4465 Flatiron copse © Nick Stone 2014

There are parts of the Somme where you can and do suddenly feel remarkably isolated in the sun, bits around Serre in the tractor tyre marks and up on the swallowing heights of Redan Ridge with the wind and the larks. For me Mametz is one of the most curious of these, because you’re not really very far from life. I’ve been there quite a few times heading down into the dusty dyffryn to watch the line from the road, kicking clods to find shards or shrapnel balls, the odd rotted bullet husk among the dried corn heads. There’s chainsaws in the wood and a couple busying themselves around a white Renault van cutting and piling in the silent gaps where you can here the faint sounds of cars from the road over the crest of the hill behind the prosaically named Flatiron Copse where the divisions lie. So you’re not alone but somehow you are. The landscape hunkers down and you’re almost in a bowl. A friend Jo recently said that she finds the wood itself a very solemn place quite haunted with its dips and earthworks, twists of wire and metal memories still there With the lost.

Along the road line cut into the rise is the 38th divisional memorial a smooth almost cartoon red dragon with a fistful of wire, it’s defiance evident facing the invisible long gone Prussian men in the edge of the dense undergrowth below what Harry Fellows, described as a ‘panoply of magnificent trees. Stretching upwards to the skies’. Harry said a lot more about this hellhole as did Sassoon, both of them were here and if you read a either you get a sense of it as a dark place, in front of it where you stand on the dusty track where the Tarmac runs to nothing is ‘Happy Valley’ as it was first known, taken from the Germans early on in the battle of the Somme, before the attack on the 220 acre wood itself. Closed as it was from certain angles of fire the German Artillery ranged in on it, knowing exactly where the unseen hollow was and knew it was where men would be walking up into the line so they plastered it for days. It soon became known as Death Valley. It’s easy to read the poets and even listen or read accounts like Harry’s and his stumbling simple poetry too, there is a simpler poetry to this story, Harry survived and in 1985 when he ran out of breath and words his life’s token ash was scattered here and he has his own headstone in Mametz Wood to match the memories of the men he spilled his words for.

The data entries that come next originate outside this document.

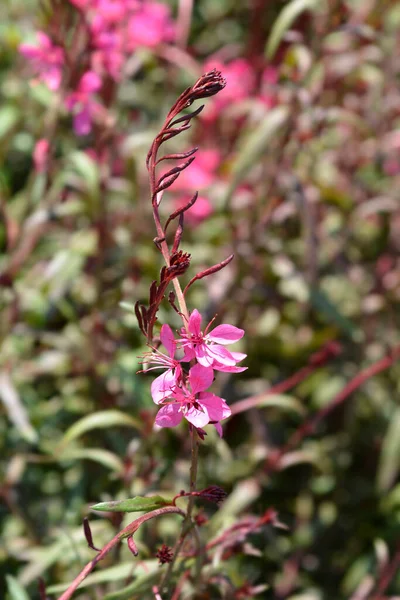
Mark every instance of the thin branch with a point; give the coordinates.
(124, 533)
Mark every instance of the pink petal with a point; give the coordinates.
(195, 323)
(227, 368)
(189, 354)
(90, 82)
(221, 355)
(203, 356)
(197, 417)
(169, 415)
(218, 427)
(215, 406)
(168, 340)
(162, 386)
(226, 334)
(238, 356)
(82, 123)
(200, 378)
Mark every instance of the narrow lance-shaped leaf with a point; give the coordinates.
(209, 271)
(136, 504)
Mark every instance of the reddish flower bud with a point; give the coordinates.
(164, 554)
(213, 493)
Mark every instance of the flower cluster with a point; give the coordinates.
(112, 31)
(182, 394)
(119, 27)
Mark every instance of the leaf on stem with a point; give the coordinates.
(136, 504)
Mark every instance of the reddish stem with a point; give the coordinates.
(310, 425)
(126, 532)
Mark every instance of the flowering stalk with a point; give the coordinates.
(183, 392)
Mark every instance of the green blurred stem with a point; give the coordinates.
(187, 525)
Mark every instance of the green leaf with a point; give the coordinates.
(117, 573)
(255, 144)
(99, 455)
(321, 302)
(104, 419)
(15, 589)
(286, 18)
(282, 401)
(8, 119)
(389, 462)
(136, 504)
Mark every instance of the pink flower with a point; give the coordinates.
(199, 175)
(40, 155)
(82, 104)
(46, 58)
(162, 387)
(192, 402)
(206, 347)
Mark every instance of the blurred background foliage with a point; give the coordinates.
(299, 173)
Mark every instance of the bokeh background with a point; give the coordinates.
(298, 172)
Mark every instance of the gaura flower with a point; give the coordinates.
(46, 58)
(190, 400)
(208, 348)
(162, 387)
(82, 104)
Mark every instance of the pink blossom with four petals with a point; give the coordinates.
(82, 104)
(46, 58)
(163, 386)
(191, 401)
(209, 348)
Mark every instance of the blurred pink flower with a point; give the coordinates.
(192, 402)
(198, 176)
(40, 155)
(46, 59)
(82, 104)
(206, 347)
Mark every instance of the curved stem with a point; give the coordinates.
(187, 524)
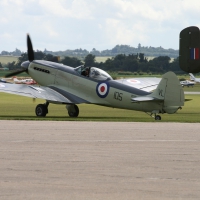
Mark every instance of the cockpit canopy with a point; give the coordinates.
(93, 72)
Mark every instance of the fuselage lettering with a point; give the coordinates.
(118, 96)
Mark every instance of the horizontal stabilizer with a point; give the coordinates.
(144, 98)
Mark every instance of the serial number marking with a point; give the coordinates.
(118, 96)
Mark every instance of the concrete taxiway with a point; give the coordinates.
(99, 160)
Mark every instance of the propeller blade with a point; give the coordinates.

It is a pretty place in the sun on a strangely hot day for spring, Flatiron Copse Cemetery is a well kept affair, regimented as you expect and enclosed in brick. I looked for the brothers; three pairs extinguished together; Arthur and Leonard Tregaskis on 7th of July 1916, Henry and Thomas Hardwidge together on the 11th of July 1916 and Ernest and Herbert Philby again both died together on the 21st of August 1916, those doubly cruel deaths, and here they are buried in pairs. afterwards I sat in the lea of the wall of cemetery just off the track with a view up the valley smoked and drank bottled peach tea from a French supermarket fridge, my heels in the dirt, just breathing in what I’d seen; 1,572 final chapters all standing open including over 400 unknown men from right across Britain. And near my feet orange metal fragments in the soil, and in the bank over the road smashed SRD pot, the ground remembers.

Sometimes the story doesn’t end at the place, I’ve realised since my last visit in the spring that I know two descendants of men who lie here, one Welsh, one English. People beat poets, stories spread out and forward. The first was Louvain and her great-grandfather Fred Rowlands a Sergeant in the 16th Welsh, he died on the 7th of July 1916 he was 27. He left behind a wife and a daughter, an eventual grandparent; another Louvain in Bridgend. This is where this story really begins not ends, interesting too and shows how good can come after the storm. It is, however, Louvain’s tale, not mine to tell. The other is Charles Harvey Potter, the great-uncle of an old friend Molly whose father carried the Harvey part of the Uncle on in his name. She is another who feels the history in the front line in her bones, the dull echoes of the tramp of feet to the line years distant. Charles was a Hampstead boy, a Bombardier in the 156th Brigade Heavy Artillery only just arrived in the area; a 26 year old with a wife and two children. He’d been about, back at Amiens and then on to High Wood to do his mechanised duty in this new industrialised war, he appears to have been killed by a shell from the counter barrage, three of his squad died too just over two weeks after Fred. The 26th of July 1916 is his end note. Charles’ brother George survived; a gunshot wound to the leg and a gassing he moved from the East Surreys into the Labour Corp, and saw it out and went on to have his own story in his own time.

Without them at this axial point things would be defined differently in two families, these men in the sun and rain for nearly one hundred years, both in here behind the wall with all the other stories that were changed.